Il fallimento del proprio datore di lavoro, è uno dei momenti più drammatici che un lavoratore possa trovarsi a vivere. Ad accentuare la drammaticità del momento è l’assenza di chiare informazioni su quello che sarà il destino dei lavoratori dell’impresa. E’ in queste situazioni che la figura del Consulente del Lavoro diviene fondamentale.Quando l’impresa si trova in stato d’insolvenza, cioè quando non può più pagare i propri debiti, il Tribunale, a tutela dei creditori, tra cui particolare riguardo hanno proprio i lavoratori, dichiara il fallimento dell’impresa e conseguentemente  provvede alla nomina di un curatore (o più di uno) affinché provvedano, a liquidare  l’attivo (vendendo i beni ed incassando i crediti) e pagare i creditori secondo regole rigide e senza preferenze (c.d. par condicio creditorum).  Il fallimento non è, quindi, la continuazione dell’impresa sotto altra direzione, anzi, di norma l’azienda è destinata alla rapida chiusura, con la sola eccezione di un possibile esercizio  provvisorio (comunque fortemente limitato nel tempo), magari finalizzato alla cessione in blocco dell’azienda con il conseguente reimpiego (almeno) di parte dei lavoratori.Il fallimento non causa l’automatica cessazione dei rapporti di lavoro, spetta ai curatori però decidere (art 72 della legge fallimentare) quali contratti (anche di lavoro) continuare e quali cessare.Il curatore può, quindi, rescindere il contratto di lavoro, ma deve farlo secondo le modalità ordinarie, il licenziamento va intimato in forma scritta, con la corretta motivazione, ed, eventualmente , attivando le procedure di licenziamento collettivo. Il lavoratore però, per riscuotere i propri crediti (indennità di preavviso e TFR compresi) dovrà presentare istanza di insinuazione al passivo del fallimento, partecipando così in modo privilegiato alla ripartizione dell’attivo.
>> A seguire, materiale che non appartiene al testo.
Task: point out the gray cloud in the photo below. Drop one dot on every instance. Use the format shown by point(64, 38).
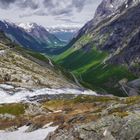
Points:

Nel caso in cui i propri crediti non dovessero essere soddisfatti, allora interverrà l’INPS garantendo il pagamento del TFR e gli ultimi tre mesi di retribuzione; il TFR versato a forme di previdenza complementare , od al fondo di tesoreria INPS, è già di per sé garantito.In sintesi, la tutela dei creditori è il principio ispiratore della legge fallimentare ed è uno dei pochi casi in cui la tutela dei lavoratori trova una sorta di limitazione (salvo il caso in cui lavoratore e creditore coincidano).